A 6-year global climatology of occurrence of upper-tropospheric ice supersaturation inferred from the Atmospheric Infrared Sounder after synergetic calibration with MOZAIC
1Laboratoire de Météorologie Dynamique, UMR8539, CNRS/IPSL – Ecole Polytechnique, Palaiseau, France
2Deutsches Zentrum für Luft- und Raumfahrt, Oberpfaffenhofen, Germany
3Forschungzentrum Jülich, Institut für Chemie der belasteten Atmosphäre (ICG2), Jülich, Germany
Abstract. Ice supersaturation in the upper troposphere is a complex and important issue for the understanding of cirrus cloud formation. Infrared sounders have the ability to provide cloud properties and atmospheric profiles of temperature and humidity. On the other hand, they suffer from coarse vertical resolution, especially in the upper troposphere and therefore are unable to detect shallow ice supersaturated layers. We have used data from the Measurements of OZone and water vapour by AIrbus in-service airCraft experiment (MOZAIC) in combination with Atmospheric InfraRed Sounder (AIRS) relative humidity measurements and cloud properties to develop a calibration method for an estimation of occurrence frequencies of ice supersaturation.

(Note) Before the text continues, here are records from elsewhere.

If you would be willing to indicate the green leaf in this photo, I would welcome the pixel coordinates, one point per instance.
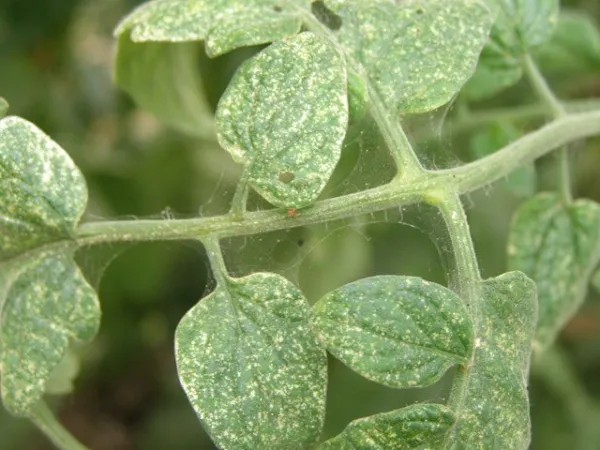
(558, 246)
(251, 366)
(223, 24)
(495, 410)
(46, 303)
(3, 107)
(163, 78)
(63, 375)
(43, 193)
(596, 281)
(522, 182)
(397, 331)
(520, 26)
(421, 426)
(284, 116)
(417, 54)
(574, 47)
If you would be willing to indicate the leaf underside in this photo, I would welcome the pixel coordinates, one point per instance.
(47, 305)
(520, 27)
(445, 38)
(414, 427)
(43, 193)
(558, 246)
(45, 302)
(398, 331)
(284, 116)
(495, 412)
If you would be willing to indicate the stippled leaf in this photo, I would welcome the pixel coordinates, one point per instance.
(285, 116)
(417, 54)
(44, 300)
(520, 26)
(157, 55)
(574, 47)
(492, 138)
(163, 78)
(415, 427)
(223, 24)
(495, 411)
(397, 331)
(46, 303)
(558, 246)
(251, 366)
(3, 107)
(43, 194)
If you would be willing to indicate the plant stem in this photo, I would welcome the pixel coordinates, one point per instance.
(545, 94)
(215, 257)
(45, 420)
(459, 180)
(406, 160)
(465, 281)
(465, 122)
(557, 373)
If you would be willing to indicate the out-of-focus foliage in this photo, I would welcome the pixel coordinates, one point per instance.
(55, 70)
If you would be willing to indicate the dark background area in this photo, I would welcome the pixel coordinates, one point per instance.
(56, 71)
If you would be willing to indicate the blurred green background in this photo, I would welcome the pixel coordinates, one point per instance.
(56, 71)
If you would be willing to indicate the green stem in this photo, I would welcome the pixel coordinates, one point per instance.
(3, 107)
(545, 94)
(555, 370)
(45, 420)
(407, 163)
(465, 281)
(215, 257)
(240, 198)
(460, 180)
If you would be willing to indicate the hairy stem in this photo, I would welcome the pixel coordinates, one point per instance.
(215, 257)
(545, 94)
(460, 180)
(44, 419)
(465, 281)
(240, 198)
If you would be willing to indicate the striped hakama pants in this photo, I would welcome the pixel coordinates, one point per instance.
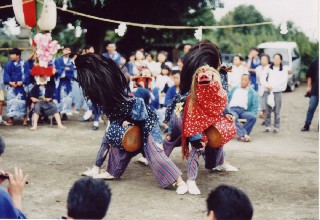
(164, 169)
(213, 156)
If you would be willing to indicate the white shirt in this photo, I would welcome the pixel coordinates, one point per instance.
(276, 79)
(240, 98)
(234, 77)
(261, 71)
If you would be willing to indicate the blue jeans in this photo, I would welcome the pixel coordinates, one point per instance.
(313, 104)
(103, 151)
(239, 112)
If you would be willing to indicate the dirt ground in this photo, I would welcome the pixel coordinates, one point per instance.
(279, 172)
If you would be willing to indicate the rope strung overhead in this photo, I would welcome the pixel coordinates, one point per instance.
(152, 25)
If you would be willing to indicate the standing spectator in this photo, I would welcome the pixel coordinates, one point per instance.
(11, 200)
(1, 96)
(234, 77)
(88, 199)
(130, 64)
(262, 71)
(162, 60)
(312, 92)
(175, 89)
(139, 61)
(275, 82)
(252, 63)
(228, 203)
(186, 49)
(112, 52)
(151, 64)
(15, 81)
(64, 76)
(243, 103)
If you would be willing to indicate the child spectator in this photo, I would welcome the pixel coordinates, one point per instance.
(228, 203)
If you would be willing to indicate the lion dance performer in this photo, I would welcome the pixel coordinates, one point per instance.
(105, 85)
(200, 105)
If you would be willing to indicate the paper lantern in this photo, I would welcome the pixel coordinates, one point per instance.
(25, 12)
(48, 17)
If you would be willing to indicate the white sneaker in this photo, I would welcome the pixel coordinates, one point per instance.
(69, 113)
(104, 175)
(226, 168)
(192, 188)
(182, 188)
(143, 161)
(87, 115)
(92, 172)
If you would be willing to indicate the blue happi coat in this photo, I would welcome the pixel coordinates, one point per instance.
(16, 97)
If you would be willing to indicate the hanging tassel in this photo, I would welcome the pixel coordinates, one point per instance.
(121, 29)
(198, 34)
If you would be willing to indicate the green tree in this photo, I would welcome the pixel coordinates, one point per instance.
(240, 40)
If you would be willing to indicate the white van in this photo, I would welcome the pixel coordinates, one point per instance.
(291, 58)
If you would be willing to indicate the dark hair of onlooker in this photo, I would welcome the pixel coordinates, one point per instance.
(88, 199)
(228, 202)
(204, 52)
(165, 53)
(87, 47)
(239, 56)
(149, 54)
(167, 68)
(256, 49)
(281, 66)
(2, 145)
(265, 55)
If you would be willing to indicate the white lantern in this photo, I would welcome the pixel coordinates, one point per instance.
(18, 12)
(48, 17)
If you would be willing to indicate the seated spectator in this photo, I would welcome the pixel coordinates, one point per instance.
(234, 77)
(174, 90)
(88, 199)
(243, 103)
(10, 201)
(41, 96)
(228, 203)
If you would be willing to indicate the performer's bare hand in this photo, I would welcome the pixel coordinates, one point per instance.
(230, 117)
(125, 123)
(308, 89)
(2, 172)
(16, 186)
(203, 146)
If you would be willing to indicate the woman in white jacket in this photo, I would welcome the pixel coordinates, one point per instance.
(275, 81)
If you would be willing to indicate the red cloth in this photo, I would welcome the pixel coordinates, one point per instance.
(29, 10)
(42, 71)
(211, 101)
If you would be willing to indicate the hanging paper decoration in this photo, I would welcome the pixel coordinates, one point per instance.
(46, 48)
(198, 34)
(65, 6)
(283, 28)
(78, 31)
(48, 17)
(25, 12)
(121, 29)
(10, 27)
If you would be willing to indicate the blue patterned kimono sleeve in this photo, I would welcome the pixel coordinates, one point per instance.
(139, 110)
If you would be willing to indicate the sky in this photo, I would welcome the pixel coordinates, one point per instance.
(304, 13)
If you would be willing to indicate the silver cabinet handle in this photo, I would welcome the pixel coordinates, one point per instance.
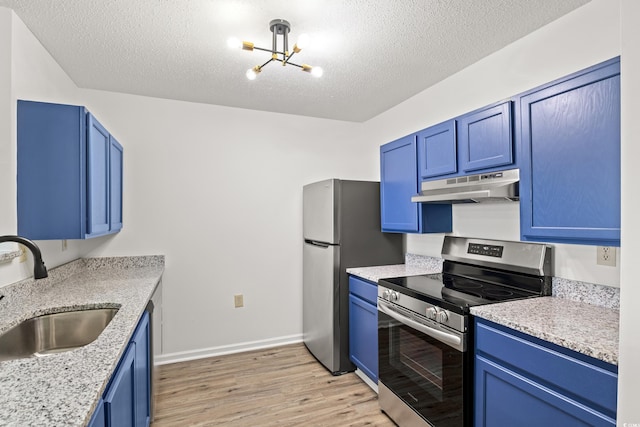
(439, 335)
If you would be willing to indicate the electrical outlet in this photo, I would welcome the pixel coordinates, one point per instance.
(238, 300)
(607, 255)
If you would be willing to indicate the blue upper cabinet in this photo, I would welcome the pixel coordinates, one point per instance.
(69, 173)
(116, 159)
(398, 183)
(437, 150)
(570, 171)
(485, 138)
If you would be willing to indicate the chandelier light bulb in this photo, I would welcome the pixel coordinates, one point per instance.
(234, 43)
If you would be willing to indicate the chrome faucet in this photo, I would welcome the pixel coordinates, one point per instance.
(39, 270)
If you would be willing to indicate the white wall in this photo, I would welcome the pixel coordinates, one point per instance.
(629, 369)
(32, 74)
(582, 38)
(219, 192)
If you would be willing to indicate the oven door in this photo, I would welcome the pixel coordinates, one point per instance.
(430, 376)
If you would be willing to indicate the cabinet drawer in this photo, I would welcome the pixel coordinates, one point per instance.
(594, 384)
(366, 290)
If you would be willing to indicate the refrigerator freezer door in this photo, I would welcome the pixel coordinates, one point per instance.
(320, 304)
(319, 219)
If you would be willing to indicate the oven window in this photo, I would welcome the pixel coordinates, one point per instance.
(419, 360)
(428, 375)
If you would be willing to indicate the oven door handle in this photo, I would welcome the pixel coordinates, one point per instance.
(451, 339)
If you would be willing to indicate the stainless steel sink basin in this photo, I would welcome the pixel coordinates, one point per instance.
(54, 333)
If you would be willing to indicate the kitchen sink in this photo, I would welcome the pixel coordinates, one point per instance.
(54, 333)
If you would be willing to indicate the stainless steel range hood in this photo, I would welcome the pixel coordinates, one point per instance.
(486, 187)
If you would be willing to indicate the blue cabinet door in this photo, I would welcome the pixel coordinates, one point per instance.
(437, 150)
(363, 326)
(68, 186)
(570, 171)
(116, 158)
(98, 150)
(521, 380)
(120, 397)
(98, 417)
(363, 336)
(485, 138)
(51, 180)
(398, 183)
(505, 398)
(142, 372)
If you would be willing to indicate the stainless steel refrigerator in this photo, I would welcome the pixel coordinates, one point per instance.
(341, 228)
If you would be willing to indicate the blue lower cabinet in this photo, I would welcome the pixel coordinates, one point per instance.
(523, 381)
(127, 399)
(142, 373)
(98, 417)
(120, 396)
(363, 326)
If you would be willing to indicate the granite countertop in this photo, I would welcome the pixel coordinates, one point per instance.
(415, 266)
(568, 321)
(582, 327)
(64, 388)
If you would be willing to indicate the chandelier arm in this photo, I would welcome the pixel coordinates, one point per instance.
(265, 50)
(266, 62)
(288, 58)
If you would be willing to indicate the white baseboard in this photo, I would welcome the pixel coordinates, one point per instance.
(184, 356)
(368, 381)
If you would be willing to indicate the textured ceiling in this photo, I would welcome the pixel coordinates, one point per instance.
(375, 53)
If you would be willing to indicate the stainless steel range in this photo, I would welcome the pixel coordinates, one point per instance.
(424, 329)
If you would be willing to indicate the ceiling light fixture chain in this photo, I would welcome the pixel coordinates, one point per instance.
(279, 28)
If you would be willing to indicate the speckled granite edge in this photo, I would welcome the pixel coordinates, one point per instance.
(416, 265)
(8, 255)
(575, 325)
(64, 388)
(590, 293)
(429, 262)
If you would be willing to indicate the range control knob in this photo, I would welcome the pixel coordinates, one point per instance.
(442, 316)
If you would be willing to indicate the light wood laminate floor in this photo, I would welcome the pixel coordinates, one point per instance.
(283, 386)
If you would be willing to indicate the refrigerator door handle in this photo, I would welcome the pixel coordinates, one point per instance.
(316, 243)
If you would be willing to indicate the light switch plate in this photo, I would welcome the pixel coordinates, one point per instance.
(238, 300)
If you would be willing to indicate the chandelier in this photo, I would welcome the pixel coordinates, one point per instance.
(279, 28)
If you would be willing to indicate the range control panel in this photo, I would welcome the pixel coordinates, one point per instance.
(488, 250)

This method first determines the occurrence probability of ice supersaturation, detected by MOZAIC, as a function of the relative humidity determined by AIRS. The occurrence probability function is then applied to AIRS data, independently of the MOZAIC data, to provide a global climatology of upper-tropospheric ice supersaturation occurrence. Our climatology is then related to high cloud occurrence from the Cloud-Aerosol Lidar with Orthogonal Polarization (CALIOP) and compared to ice supersaturation occurrence statistics from MOZAIC alone. Finally it is compared to model climatologies of ice supersaturation from the Integrated Forecast System (IFS) of the European Centre for Medium-Range Weather Forecasts (ECMWF) and from the European Centre HAmburg Model (ECHAM). All the comparisons show good agreements when considering the limitations of each instrument and model. This study highlights the benefits of multi-instrumental synergies for the investigation of upper tropospheric ice supersaturation.